This is the mail archive of the
gdb-patches@sourceware.org
mailing list for the GDB project.
Re: RFA: general prologue analysis framework
- From: Eli Zaretskii <eliz at gnu dot org>
- To: Jim Blandy <jimb at redhat dot com>
- Cc: gdb-patches at sourceware dot org
- Date: Sat, 15 Oct 2005 14:12:01 +0200
- Subject: Re: RFA: general prologue analysis framework
- References: <m3y8568as0.fsf@alligator.red-bean.com>
- Reply-to: Eli Zaretskii <eliz at gnu dot org>
> From: Jim Blandy <jimb@redhat.com>
> Date: Thu, 06 Oct 2005 16:51:11 -0700
>
> + /* When we analyze a prologue, we're really doing 'abstract
> + interpretation' or 'pseudo-evaluation': running the function's code
> + in simulation, but using conservative approximations of the values
> + it would have when it actually runs. For example, if our function
> + starts with the instruction:
> +
> + addi r1, 42 # add 42 to r1
> +
> + we don't know exactly what value will be in r1 after executing this
> + instruction, but we do know it'll be 42 greater than its original
> + value.
> +
> + If we then see an instruction like:
> +
> + addi r1, 22 # add 22 to r1
> +
> + we still don't know what r1's value is, but again, we can say it is
> + now 64 greater than its original value.
> +
> + If the next instruction were:
> +
> + mov r2, r1 # set r2 to r1's value
> +
> + then we can say that r2's value is now the original value of r1
> + plus 64.
> +
> + It's common for prologues to save registers on the stack, so we'll
> + need to track the values of stack frame slots, as well as the
> + registers. So after an instruction like this:
> +
> + mov (fp+4), r2
> +
> + Then we'd know that the stack slot four bytes above the frame
> + pointer holds the original value of r1 plus 64.
> +
> + And so on.
> +
> + Of course, this can only go so far before it gets unreasonable. If
> + we wanted to be able to say anything about the value of r1 after
> + the instruction:
> +
> + xor r1, r3 # exclusive-or r1 and r3, place result in r1
> +
> + then things would get pretty complex. But remember, we're just
> + doing a conservative approximation; if exclusive-or instructions
> + aren't relevant to prologues, we can just say r1's value is now
> + 'unknown'. We can ignore things that are too complex, if that loss
> + of information is acceptable for our application.
> +
> + So when I say "conservative approximation" here, what I mean is an
> + approximation that is either accurate, or marked "unknown", but
> + never inaccurate.
> +
> + Once you've reached the current PC, or an instruction that you
> + don't know how to simulate, you stop. Now you can examine the
> + state of the registers and stack slots you've kept track of.
> +
> + - To see how large your stack frame is, just check the value of the
> + stack pointer register; if it's the original value of the SP
> + minus a constant, then that constant is the stack frame's size.

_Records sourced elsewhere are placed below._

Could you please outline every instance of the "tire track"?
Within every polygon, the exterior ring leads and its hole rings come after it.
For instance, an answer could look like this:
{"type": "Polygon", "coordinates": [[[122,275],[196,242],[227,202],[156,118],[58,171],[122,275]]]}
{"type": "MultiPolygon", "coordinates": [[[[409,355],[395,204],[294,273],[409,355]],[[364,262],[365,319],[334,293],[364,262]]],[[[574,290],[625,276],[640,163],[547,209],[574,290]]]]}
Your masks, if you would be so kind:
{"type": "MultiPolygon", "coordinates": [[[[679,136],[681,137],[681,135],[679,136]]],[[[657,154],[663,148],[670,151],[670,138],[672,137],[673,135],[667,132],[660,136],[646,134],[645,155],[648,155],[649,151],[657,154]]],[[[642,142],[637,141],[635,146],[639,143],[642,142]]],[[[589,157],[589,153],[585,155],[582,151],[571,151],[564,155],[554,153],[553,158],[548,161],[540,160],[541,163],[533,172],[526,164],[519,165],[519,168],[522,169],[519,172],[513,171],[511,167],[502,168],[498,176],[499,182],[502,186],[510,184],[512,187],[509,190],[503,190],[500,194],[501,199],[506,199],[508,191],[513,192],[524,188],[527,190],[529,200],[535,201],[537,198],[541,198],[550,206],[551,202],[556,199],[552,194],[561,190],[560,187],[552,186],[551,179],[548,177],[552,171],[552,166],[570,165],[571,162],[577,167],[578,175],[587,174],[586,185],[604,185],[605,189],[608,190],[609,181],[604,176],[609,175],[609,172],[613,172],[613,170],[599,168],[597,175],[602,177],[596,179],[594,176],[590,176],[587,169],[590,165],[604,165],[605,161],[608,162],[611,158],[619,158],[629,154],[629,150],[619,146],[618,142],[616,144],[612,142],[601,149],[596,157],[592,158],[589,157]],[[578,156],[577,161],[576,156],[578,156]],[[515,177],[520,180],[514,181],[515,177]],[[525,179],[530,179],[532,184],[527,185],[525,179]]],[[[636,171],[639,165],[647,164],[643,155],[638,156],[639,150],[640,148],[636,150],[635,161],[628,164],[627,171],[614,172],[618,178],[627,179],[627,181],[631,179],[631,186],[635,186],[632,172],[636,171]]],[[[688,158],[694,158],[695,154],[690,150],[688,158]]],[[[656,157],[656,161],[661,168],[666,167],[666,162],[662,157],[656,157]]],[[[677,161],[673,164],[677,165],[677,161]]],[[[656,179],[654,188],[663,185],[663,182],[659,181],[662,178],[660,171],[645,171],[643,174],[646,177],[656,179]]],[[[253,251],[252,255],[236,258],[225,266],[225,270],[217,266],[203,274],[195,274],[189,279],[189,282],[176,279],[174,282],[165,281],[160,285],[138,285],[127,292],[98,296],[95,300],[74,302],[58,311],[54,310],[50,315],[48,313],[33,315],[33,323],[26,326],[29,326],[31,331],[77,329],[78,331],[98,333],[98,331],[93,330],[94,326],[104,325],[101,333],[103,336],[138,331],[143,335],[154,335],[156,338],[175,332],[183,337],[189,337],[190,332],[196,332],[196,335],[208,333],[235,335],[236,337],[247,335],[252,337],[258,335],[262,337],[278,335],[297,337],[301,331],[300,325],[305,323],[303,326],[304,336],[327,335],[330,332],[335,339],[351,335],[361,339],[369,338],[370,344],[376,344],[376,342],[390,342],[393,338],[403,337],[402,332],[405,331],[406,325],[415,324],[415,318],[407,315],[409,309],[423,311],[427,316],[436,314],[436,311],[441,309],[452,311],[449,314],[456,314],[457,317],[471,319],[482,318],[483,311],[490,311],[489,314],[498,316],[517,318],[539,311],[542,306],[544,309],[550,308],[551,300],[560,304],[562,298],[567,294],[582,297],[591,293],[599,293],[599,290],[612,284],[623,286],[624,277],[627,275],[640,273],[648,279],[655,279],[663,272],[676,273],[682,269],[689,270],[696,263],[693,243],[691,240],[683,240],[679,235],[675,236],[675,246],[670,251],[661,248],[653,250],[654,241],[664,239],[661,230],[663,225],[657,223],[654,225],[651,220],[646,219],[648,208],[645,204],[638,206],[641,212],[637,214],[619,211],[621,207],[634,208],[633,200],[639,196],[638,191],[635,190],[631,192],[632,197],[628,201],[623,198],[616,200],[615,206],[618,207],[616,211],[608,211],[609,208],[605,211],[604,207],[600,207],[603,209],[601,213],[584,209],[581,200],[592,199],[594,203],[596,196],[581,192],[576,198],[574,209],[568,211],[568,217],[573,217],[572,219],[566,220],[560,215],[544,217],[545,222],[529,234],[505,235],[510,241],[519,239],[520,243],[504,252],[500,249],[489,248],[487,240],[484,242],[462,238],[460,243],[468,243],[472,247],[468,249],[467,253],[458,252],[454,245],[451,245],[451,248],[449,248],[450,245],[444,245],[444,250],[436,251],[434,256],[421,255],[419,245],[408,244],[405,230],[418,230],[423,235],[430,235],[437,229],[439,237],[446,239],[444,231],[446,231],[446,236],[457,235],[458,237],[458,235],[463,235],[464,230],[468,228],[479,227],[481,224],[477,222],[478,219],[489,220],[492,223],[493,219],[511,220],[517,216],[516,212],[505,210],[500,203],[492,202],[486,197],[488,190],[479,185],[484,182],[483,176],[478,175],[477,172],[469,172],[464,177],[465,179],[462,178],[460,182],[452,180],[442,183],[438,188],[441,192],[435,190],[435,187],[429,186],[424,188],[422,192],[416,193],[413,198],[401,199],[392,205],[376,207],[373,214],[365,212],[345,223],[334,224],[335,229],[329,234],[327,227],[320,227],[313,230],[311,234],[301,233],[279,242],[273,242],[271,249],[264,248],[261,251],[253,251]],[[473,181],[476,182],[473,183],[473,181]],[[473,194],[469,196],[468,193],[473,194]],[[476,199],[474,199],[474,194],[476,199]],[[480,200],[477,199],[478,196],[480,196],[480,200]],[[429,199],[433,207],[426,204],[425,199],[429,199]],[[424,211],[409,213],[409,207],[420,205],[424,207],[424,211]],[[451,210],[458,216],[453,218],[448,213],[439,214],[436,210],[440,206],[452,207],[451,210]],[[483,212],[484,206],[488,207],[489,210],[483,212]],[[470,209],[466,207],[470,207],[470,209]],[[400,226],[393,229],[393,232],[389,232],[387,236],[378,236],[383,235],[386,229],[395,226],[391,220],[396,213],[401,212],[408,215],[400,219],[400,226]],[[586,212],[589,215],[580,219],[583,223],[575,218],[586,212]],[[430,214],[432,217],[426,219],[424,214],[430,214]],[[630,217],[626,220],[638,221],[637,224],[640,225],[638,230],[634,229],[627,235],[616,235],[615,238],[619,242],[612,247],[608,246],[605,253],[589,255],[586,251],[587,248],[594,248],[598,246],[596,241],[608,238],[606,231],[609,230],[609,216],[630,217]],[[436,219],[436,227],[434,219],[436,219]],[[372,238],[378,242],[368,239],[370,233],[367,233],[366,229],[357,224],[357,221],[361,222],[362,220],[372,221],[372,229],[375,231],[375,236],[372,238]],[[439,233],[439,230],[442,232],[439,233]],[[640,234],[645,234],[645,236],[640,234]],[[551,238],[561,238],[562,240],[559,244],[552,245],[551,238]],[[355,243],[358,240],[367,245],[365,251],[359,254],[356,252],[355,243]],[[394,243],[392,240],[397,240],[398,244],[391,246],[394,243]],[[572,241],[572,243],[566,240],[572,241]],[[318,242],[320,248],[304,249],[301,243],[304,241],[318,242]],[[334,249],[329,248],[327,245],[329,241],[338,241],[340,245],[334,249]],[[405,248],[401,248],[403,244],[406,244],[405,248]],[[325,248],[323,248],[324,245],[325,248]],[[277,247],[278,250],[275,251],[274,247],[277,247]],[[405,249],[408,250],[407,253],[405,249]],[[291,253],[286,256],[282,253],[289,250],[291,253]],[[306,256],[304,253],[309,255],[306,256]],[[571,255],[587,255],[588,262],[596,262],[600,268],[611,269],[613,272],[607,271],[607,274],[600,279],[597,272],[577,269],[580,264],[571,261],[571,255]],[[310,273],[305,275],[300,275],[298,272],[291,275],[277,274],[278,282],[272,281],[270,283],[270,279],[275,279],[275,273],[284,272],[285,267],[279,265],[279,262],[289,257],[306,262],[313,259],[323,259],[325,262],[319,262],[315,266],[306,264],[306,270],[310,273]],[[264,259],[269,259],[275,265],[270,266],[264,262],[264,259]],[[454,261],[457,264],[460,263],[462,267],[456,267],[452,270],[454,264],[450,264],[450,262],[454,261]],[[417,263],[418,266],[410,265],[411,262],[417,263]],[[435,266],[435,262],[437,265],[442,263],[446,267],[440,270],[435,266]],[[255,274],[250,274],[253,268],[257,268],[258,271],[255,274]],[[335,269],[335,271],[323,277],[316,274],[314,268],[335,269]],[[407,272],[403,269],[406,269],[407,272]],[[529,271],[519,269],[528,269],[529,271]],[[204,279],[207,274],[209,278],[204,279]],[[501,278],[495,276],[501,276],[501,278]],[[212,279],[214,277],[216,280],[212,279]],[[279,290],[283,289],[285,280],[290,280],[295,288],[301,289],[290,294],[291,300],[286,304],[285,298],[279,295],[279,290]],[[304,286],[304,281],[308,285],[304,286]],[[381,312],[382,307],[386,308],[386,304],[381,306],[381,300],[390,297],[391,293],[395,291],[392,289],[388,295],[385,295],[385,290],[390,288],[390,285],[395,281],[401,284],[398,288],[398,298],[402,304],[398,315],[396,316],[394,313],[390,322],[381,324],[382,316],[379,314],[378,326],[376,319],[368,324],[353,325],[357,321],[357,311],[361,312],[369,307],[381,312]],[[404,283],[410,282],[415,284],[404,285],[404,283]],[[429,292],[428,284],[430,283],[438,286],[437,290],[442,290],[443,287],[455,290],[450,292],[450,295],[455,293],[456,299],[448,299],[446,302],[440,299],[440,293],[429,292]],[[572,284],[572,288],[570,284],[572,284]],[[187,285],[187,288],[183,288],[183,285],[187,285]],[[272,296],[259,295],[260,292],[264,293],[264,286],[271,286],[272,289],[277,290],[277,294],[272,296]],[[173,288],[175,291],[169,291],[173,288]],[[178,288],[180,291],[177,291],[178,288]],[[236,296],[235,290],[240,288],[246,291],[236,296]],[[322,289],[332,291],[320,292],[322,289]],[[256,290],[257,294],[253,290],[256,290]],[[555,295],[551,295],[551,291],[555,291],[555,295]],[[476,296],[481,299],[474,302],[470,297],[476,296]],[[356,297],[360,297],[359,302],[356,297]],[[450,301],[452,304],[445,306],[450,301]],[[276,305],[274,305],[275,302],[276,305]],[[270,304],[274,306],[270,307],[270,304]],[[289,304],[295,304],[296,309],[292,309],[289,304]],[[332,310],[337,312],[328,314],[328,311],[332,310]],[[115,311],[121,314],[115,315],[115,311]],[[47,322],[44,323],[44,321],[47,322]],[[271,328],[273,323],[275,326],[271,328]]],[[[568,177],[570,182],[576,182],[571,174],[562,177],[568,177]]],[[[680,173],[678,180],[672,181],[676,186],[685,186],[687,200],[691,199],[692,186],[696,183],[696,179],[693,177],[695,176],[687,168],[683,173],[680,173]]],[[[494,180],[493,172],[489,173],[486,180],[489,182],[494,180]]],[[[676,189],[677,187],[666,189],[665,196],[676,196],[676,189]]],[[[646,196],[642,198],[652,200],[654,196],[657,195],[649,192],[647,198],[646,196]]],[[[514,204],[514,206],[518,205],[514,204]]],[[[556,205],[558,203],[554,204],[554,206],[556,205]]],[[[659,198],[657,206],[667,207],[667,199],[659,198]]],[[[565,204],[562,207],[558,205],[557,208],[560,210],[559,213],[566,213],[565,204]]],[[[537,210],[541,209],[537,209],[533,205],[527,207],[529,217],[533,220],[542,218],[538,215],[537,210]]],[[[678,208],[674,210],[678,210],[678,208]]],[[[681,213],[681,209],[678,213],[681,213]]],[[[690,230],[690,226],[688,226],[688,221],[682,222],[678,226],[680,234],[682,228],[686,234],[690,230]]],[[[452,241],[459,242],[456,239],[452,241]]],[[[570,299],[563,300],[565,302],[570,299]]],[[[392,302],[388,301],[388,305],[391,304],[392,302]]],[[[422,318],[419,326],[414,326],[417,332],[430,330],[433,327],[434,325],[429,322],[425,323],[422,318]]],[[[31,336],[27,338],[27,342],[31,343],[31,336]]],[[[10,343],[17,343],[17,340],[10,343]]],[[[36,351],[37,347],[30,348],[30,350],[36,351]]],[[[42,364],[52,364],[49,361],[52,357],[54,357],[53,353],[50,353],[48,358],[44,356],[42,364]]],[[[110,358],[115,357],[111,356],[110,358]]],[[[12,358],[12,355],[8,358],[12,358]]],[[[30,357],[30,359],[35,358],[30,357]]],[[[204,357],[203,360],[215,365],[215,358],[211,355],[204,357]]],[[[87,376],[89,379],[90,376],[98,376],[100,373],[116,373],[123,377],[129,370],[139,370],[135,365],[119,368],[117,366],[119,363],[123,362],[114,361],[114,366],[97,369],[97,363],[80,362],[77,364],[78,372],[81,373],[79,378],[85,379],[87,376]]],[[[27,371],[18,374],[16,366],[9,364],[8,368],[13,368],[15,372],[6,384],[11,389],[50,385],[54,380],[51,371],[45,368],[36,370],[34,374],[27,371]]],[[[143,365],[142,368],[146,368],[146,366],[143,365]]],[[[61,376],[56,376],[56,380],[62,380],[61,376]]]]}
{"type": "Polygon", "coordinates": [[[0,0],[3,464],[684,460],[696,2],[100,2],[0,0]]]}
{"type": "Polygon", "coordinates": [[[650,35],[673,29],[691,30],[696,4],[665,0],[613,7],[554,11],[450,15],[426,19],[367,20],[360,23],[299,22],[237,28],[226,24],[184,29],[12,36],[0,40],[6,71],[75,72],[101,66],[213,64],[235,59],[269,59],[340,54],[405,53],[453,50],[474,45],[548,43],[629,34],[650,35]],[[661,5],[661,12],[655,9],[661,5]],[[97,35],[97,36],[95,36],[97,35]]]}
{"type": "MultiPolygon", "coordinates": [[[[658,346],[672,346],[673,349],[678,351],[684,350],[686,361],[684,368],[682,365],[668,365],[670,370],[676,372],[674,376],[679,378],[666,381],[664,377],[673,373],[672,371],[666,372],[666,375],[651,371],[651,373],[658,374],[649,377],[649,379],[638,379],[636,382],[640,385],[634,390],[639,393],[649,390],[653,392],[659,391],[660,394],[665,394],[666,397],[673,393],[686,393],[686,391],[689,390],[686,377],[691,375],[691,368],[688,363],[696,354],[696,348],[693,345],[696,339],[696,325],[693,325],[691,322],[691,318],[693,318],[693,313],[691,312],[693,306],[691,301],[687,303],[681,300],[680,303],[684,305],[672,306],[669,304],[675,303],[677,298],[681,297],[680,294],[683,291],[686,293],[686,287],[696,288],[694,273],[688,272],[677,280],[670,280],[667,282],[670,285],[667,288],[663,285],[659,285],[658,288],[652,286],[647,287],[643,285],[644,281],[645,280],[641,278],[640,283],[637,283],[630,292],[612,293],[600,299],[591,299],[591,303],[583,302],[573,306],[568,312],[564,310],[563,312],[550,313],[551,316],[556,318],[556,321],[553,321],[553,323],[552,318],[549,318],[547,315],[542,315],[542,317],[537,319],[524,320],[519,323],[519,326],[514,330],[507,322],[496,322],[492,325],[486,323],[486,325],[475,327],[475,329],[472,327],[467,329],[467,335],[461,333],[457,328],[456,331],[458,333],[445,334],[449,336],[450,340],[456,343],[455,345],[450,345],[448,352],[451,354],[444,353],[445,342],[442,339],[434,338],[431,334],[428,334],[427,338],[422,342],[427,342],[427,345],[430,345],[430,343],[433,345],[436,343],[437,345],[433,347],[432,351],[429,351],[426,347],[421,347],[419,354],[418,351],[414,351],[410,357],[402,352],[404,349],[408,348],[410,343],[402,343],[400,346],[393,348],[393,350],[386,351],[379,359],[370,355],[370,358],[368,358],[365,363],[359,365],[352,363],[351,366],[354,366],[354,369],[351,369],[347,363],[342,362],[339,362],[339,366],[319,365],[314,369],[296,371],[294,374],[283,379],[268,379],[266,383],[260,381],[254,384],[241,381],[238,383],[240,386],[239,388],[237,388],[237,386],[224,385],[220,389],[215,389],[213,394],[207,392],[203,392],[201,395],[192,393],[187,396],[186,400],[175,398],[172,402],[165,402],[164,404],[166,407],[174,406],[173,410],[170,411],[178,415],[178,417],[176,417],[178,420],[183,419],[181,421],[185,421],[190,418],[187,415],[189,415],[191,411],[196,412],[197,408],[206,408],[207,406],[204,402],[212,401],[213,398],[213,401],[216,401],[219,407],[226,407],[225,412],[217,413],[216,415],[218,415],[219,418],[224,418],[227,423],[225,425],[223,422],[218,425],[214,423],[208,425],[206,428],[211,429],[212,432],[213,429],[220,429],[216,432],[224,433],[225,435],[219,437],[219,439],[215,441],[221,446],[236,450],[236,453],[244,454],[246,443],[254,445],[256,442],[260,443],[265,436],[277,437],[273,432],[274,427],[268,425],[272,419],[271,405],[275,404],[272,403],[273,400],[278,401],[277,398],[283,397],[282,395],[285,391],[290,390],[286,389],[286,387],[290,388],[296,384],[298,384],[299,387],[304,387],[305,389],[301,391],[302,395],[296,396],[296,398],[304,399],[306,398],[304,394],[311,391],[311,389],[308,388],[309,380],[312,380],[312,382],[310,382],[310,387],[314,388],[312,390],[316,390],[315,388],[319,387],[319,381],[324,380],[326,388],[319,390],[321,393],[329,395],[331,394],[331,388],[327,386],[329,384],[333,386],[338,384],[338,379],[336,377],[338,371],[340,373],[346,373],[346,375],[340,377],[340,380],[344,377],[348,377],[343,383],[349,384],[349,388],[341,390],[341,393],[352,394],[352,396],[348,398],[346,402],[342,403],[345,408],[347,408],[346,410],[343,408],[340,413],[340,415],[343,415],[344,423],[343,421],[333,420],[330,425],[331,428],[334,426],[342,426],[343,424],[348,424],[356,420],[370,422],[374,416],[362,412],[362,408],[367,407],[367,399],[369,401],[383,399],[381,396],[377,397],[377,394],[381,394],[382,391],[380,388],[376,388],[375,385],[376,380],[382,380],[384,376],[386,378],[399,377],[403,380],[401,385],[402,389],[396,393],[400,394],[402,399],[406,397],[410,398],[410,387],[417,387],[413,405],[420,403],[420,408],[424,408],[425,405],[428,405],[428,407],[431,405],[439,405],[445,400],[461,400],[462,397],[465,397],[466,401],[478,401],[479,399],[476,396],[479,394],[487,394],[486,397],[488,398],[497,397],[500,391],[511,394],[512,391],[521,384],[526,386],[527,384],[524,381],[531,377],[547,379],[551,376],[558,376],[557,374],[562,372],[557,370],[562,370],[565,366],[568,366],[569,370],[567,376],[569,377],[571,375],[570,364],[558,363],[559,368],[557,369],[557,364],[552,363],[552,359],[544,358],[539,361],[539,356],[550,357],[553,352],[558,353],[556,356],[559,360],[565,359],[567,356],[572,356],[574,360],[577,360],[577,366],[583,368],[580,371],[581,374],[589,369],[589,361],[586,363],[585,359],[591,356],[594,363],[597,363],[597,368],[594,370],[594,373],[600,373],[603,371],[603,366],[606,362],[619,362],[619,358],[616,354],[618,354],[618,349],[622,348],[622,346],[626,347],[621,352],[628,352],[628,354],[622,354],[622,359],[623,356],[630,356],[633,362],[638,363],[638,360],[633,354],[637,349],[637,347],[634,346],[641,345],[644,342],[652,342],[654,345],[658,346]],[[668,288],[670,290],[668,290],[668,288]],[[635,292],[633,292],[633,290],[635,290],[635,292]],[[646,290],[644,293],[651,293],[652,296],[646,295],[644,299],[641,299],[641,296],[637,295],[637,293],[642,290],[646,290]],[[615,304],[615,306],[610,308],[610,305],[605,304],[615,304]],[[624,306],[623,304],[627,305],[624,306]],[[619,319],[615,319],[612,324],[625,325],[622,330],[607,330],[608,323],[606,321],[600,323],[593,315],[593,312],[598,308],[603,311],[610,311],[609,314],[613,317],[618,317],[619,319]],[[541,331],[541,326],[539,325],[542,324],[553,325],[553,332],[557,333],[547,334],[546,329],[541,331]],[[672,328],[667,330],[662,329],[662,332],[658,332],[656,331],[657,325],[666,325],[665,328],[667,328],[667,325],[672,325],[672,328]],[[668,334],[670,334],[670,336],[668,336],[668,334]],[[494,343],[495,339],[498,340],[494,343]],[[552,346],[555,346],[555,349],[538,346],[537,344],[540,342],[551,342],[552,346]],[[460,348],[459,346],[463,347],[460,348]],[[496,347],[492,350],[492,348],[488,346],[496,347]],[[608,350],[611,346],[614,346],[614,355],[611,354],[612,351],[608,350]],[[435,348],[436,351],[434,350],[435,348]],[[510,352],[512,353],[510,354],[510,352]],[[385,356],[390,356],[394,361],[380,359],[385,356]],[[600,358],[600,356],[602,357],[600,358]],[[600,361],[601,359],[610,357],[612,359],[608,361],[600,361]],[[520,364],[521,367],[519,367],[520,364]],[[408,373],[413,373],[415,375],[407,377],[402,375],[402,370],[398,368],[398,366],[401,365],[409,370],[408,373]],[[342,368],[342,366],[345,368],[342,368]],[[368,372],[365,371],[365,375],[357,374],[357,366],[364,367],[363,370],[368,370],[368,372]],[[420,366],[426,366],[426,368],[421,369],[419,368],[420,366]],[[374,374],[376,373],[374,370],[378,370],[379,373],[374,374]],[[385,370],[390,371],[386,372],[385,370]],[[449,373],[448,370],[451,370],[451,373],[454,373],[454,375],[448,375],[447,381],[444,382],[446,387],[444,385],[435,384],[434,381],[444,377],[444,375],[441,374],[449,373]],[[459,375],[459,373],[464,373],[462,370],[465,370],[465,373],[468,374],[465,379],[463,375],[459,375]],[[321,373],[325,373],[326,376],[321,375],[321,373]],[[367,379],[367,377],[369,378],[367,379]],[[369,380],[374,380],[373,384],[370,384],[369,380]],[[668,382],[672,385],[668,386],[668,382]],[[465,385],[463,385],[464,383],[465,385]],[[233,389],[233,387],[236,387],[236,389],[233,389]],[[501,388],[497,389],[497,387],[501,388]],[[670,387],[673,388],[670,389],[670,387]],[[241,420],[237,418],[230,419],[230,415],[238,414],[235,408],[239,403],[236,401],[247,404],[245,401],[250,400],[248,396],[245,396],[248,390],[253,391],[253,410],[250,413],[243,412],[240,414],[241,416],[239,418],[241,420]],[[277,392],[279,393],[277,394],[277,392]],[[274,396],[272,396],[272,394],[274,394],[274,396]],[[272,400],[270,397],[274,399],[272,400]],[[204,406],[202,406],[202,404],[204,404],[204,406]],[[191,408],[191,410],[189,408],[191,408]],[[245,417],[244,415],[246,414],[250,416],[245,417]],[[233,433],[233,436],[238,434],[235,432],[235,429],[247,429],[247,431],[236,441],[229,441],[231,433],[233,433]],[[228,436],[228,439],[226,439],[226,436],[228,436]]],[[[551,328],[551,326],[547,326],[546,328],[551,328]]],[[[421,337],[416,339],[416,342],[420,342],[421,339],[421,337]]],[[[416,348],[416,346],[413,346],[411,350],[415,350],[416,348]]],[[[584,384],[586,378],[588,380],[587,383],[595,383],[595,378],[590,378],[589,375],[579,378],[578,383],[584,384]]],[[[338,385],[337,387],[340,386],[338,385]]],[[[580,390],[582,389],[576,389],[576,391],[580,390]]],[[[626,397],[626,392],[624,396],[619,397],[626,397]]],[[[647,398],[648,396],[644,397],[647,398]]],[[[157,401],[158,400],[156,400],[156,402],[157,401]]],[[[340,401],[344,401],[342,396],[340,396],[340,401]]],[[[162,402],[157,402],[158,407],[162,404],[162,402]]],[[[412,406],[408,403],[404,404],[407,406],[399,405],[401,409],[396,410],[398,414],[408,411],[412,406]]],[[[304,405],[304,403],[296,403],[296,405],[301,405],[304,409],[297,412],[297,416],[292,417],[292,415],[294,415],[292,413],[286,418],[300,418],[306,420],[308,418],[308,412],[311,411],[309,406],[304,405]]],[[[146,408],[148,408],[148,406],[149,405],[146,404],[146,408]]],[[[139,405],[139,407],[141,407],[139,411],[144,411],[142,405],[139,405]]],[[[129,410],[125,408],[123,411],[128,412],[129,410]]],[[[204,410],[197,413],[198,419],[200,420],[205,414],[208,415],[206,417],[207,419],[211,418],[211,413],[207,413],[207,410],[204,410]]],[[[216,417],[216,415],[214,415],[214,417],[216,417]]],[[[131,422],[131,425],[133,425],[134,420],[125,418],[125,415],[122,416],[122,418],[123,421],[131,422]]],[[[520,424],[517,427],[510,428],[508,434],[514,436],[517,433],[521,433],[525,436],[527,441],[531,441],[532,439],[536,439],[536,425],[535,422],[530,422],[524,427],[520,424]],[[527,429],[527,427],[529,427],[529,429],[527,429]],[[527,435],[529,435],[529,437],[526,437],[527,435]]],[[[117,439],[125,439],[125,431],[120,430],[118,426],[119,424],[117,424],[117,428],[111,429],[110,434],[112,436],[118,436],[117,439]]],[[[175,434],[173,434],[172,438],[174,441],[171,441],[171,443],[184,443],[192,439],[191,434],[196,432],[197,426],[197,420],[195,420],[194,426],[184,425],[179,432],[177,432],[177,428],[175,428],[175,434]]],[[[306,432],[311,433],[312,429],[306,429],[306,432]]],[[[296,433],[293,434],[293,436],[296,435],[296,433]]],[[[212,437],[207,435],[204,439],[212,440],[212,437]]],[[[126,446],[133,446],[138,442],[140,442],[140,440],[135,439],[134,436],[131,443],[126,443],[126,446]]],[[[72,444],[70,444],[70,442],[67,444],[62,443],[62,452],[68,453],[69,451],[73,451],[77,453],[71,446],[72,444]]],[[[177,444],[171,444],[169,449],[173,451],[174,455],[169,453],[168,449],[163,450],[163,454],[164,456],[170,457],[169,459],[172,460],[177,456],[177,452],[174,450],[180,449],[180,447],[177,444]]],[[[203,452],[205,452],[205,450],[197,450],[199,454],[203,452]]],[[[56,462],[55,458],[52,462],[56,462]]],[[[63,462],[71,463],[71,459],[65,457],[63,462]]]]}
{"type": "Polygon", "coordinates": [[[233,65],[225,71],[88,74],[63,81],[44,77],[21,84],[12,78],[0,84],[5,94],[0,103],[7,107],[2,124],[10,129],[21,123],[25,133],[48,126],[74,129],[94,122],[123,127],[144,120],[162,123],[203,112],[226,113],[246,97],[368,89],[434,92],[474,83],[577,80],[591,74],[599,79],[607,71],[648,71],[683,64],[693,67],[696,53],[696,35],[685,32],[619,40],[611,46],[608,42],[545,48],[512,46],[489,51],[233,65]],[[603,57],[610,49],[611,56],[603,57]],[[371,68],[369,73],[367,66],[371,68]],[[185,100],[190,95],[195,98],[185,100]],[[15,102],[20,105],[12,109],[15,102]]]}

> + If the SP's value has been marked as 'unknown', then that means
> + the prologue has done something too complex for us to track, and
> + we don't know the frame size.
> +
> + - To see where we've saved the previous frame's registers, we just
> + search the values we've tracked --- stack slots, usually, but
> + registers, too, if you want --- for something equal to the
> + register's original value. If the ABI suggests a standard place
> + to save a given register, then we can check there first, but
> + really, anything that will get us back the original value will
> + probably work.
> +
> + Sure, this takes some work. But prologue analyzers aren't
> + quick-and-simple pattern patching to recognize a few fixed prologue
> + forms any more; they're big, hairy functions. Along with inferior
> + function calls, prologue analysis accounts for a substantial
> + portion of the time needed to stabilize a GDB port. So I think
> + it's worthwhile to look for an approach that will be easier to
> + understand and maintain. In the approach used here:
> +
> + - It's easier to see that the analyzer is correct: you just see
> + whether the analyzer properly (albiet conservatively) simulates
> + the effect of each instruction.
> +
> + - It's easier to extend the analyzer: you can add support for new
> + instructions, and know that you haven't broken anything that
> + wasn't already broken before.
> +
> + - It's orthogonal: to gather new information, you don't need to
> + complicate the code for each instruction. As long as your domain
> + of conservative values is already detailed enough to tell you
> + what you need, then all the existing instruction simulations are
> + already gathering the right data for you.
> +
> + A 'struct prologue_value' is a conservative approximation of the
> + real value the register or stack slot will have. */
Jim, I'd be thrilled to see this text in gdbint.texinfo (if and when
the patch is committed), perhaps with a few more general words about
prologue analysis, which is currently completely undocumented.